Damion Lee

Pop/Rap – Wien

Ist das noch Pop Musik? Kann man das als Rap interpretieren? Dennoch fühlt es sich in all seiner Traurigkeit, zeitlos und wunderschön an.

Den Hang zur Bühne verspürte er früh. Da klingeln bei den VerhaltensanalytikerInnen die Glocken. Und sie würden Recht behalten.

Identitätslos begann die Reise nach musikalischem Verlangen. Eine für ihn so notwendige Medizin, die er nur selbst zu produzieren vermag. Die ihn abhängig machte. In seinem Debut Album „Mein Erstes“, welches 2018 erschien, kann man diese Aufbruchstimmung hören. „Wie du“, „Verliebt“ oder „Erinnert Euch“ stechen dabei sehr heraus. Hier kommt der Hit-Radio-Typus voll auf seine Kosten. Luftig und verspielt mit einer sich ankündigender Dunkelheit. Der letzte Song auf diesem Album – „Weiter gehen“.
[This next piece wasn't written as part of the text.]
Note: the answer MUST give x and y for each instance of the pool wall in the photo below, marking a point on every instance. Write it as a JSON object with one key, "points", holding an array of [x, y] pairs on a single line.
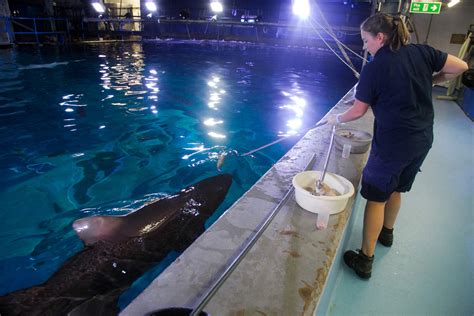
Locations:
{"points": [[286, 271]]}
„Mein Zweites“ veröffentlichte er im darauffolgenden Jahr. Ein Abnabelungsprozess ist im Gange. Gleich der erste Song „Echt“ lässt erahnen, wie es um ihn bestimmt war. Die Sounds auf der EP haben eine subtile Wut inne. Auch die Lyrics und seine Stimme transportieren mehr Schmackes „Pum Pum“ fungiert hierbei als absoluter Banger. Ein weiteres Jahr vergeht.

„Mein Drittes“, mit insgesamt zwölf Liedern, geht in Richtung Aufarbeitung. Es beginnt mit gern gehörter Heiterkeit – dem Song „Hey“. Titel wie „The Criminal“ oder „Zeig mir deine Bilder“ gehen ins Mark. Der Melancholie etwas schönes abverlangen. Der rote Faden so far.
2023. Nach zahlreichen privaten Rückschlägen und pandemiebedingter Pause war es an der Zeit, sein Erlebtes ein viertes Mal auf Platte zu pressen. Die Herangehensweise war dieses mal jedoch eine andere. […] Dieses mal zieht er sich selbst in die Verantwortung, anstatt die Schuld bei seinen Mitmenschen zu suchen. „Mein Viertes“ klingt erwachsener als seine drei Vorgänger. Mit dem Charme und der Leichtigkeit des ersten Albums.
Sein Leben führt er jetzt, wie auch seine bisherigen Veröffentlichungen, in Eigenregie. Für immer der Kunst gewidmet.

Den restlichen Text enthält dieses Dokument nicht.